SDN and virtualization: more intelligence in 5G networks

New uses for 5G imply a new way of managing telecommunications networks. To open the way for new actors, we will have to divide and virtualize network slices, and find a dynamic way of allocating them to new services. This organization is made possible thanks to SDN: a technique which redesigns network architecture to make it as flexible as possible. Researchers at EURECOM are using SDN to make networks more intelligent.

 

The sole objective of 4G is to serve one purpose: broadband Internet. Not only will 5G need to pursue this effort, it will also have to satisfy the needs of the Internet of Things and provide considerably more reliable means of communication for the transmission of sensitive data. Combining these three usages in one type of network is far from simple. Especially as each of them will create many services, and therefore many new operators who will have to get along with each other. Depending on demand, certain services will have to be favored over others. This requires managing resources in a dynamic way.

A new way of organizing the network will need to be found. One solution is network slicing. The infrastructure remains unchanged, under the control of the current operators, but is shared virtually with the new operators. “Each service shares the network with others, but has its own independent slice which is specific to them” explains Adlen Ksentini, mobile networks researcher at Eurecom. The slice left to the virtual operator is a slice from end to end. This means that it leaves space for a new entrant both in sharing the radio bandwidth and on the management platform for this radio resource.

For researchers, the main challenge is the lifespan of the slices. The slicing system needs to be able to create and close them on demand. A data collection system for connected object will not run all day long, for example. “If an electricity distributer records data from smart counters between midnight and 4am, a slice needs to be created for this precise timeframe to allocate resources to other services the rest of the time” Adlen Ksentini illustrates.

Greater network intelligence

Establishing these slices is made possible through a new type of network architecture, whose behavior is programmed by software. Until present, the paths followed by data in the network were dictated by routers. The physical boxes, spread throughout the network, handled the way in which packages of information were sent. With the new architecture, known as SDN,  or software-defined network, a central entity controls the equipment and makes the routing decisions.

The greatest advantage of SDN is its flexibility in network management. “In a traditional architecture, without SDN, the routing rules are set in advance and are difficult to change” explains Christian Bonnet, another networks and telecommunications researcher at Eurecom. “SDN allows us to make the network intelligent, to change the rules if we need to” he continues. This greater freedom is what makes it possible to cut the network up, creating rules which isolate data pathways for specific use by each service.

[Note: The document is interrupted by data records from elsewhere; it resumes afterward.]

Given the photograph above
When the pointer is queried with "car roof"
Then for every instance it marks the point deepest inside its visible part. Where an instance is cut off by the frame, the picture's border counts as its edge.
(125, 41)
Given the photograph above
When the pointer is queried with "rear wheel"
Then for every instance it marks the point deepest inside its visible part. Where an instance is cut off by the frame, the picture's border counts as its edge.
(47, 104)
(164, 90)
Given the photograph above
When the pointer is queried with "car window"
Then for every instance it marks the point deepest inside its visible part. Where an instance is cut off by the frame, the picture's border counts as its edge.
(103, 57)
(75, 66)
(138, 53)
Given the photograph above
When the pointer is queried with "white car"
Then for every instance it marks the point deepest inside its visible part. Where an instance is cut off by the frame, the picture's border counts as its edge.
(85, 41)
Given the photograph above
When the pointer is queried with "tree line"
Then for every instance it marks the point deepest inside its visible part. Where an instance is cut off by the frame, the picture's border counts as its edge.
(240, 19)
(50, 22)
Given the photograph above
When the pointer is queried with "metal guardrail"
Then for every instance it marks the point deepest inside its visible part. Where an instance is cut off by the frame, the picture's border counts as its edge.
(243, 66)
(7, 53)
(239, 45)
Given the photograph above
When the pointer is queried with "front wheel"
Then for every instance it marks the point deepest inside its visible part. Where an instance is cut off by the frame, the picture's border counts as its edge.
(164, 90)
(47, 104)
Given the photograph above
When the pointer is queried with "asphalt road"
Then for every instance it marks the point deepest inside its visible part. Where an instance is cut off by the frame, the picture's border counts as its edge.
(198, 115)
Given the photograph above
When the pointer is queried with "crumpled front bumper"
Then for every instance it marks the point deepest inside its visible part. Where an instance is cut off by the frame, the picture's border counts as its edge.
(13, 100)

Eurecom researchers are exploring the possibilities offered by these new architectures on the technological platform OpenAirInterface (OAI). “We are experimenting both with how to transform the 4G network to introduce intelligence, and how to shift towards a 5G architecture” Christian Bonnet explains. This open source work helps us to understand how SDN impacts the state of radio resources, its potential for creating new services, and the associated constraints or opportunities for improvement in managing mobility (see insert at the end of the article).

“Technically speaking, there are several possibilities for installing an SDN and slicing up the network. As each operator has slightly different requirements, there are many different angles to explore”, the researcher explains. Each operator could have their own way of virtualizing the network to allow for new services. 3GPP, the standardization body for mobile communication technologies, could however play a role of consolidation in the near future, should more operators decide to go in a common direction.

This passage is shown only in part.